In order to get first-hand experience and perspectives from inside the system, we included school visits in the programme. The delegation visited Tallinn German Gymnasium, Pelgulinna Gymnasium, Tallinn Sydalinna School and Open School. The delegation noticed the students' great desire and readiness to learn and were impressed by their self-directed learning skills. In addition, the autonomy of the schools, the central position in the community and the constant effort to develop were brought out as a powerful aspect. "We were surprised and excited by the idea that culture is key - they seem to have a great motivation for learning and it seems deeply embedded within the fabric of the community," the delegation confirmed.

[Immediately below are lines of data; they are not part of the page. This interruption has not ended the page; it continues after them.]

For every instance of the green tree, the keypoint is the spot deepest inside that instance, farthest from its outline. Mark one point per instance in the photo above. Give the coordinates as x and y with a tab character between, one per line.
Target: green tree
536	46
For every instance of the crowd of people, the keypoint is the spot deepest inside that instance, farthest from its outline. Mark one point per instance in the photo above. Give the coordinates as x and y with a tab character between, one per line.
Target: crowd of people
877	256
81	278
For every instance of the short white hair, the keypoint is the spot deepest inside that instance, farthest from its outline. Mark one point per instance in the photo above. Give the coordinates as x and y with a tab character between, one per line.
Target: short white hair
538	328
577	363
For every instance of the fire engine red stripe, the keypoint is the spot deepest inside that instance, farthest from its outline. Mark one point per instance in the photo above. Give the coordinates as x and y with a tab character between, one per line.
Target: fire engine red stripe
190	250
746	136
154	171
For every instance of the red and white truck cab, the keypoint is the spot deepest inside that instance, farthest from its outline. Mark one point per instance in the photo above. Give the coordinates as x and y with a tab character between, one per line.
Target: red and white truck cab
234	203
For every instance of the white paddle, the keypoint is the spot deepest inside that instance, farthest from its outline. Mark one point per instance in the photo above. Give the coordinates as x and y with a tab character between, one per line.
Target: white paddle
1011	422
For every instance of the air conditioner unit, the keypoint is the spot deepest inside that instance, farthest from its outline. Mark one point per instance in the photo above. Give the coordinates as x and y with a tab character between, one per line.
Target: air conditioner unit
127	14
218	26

GCEN organizes such symposiums for its members every year with the aim of learning from different education systems around the world, discussing current topics with experts in their field, learning about innovative practices etc. This year the network decided to focus on Estonia and four major overarching themes were identified as the basis for the program:
- Learning Ecosystem: The Power of Technology and New Pedagogies;
- New Ambitions for Learning and the Central Role of Digital Literacy;
- The Teaching Profession: Teacher Preparation for a Collaborative Profession and Teacher Agency;
- Assessment, Recognition, and Credentialing Systems to Recognize Complex Competencies
Over the course of four days, several panel discussions took place in which we included university experts, as well as representatives from the Ministry of Education and Research, the Education and Youth Board, Estonian Quality Agency for Education, general education schools and hobby schools, leaders of various educational programs and initiatives etc. In addition, the program included school visits, meetings with EdTech companies (Edumus, SpeakTX, Cashy, Praktikal, Einsteins Square), a workshop at the EduSpace research laboratory and a public forum focusing on the future of education.

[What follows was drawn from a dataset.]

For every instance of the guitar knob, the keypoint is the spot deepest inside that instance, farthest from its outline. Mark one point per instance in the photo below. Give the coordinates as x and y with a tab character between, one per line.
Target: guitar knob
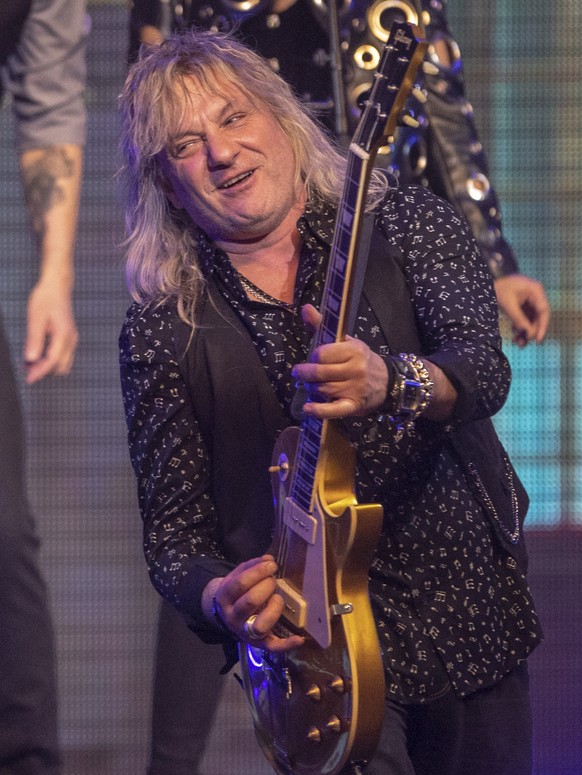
314	735
338	684
314	693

GCEN is an international learning community focused on systems-level education reform. The network believes a focus on systems is critical to the adaptation and implementation of lessons learned from abroad. Member teams include a mix of high-level policymakers from K-12 education, higher education, philanthropy, business, and other community stakeholders. who enable the conditions allowing for change to take place in their specific context. This approach is unique and highly valued by GCEN members. Teams work together to identify common, high-priority problems, research best practices, and then develop effective, practical solutions that can be adapted to varying cultural and political contexts.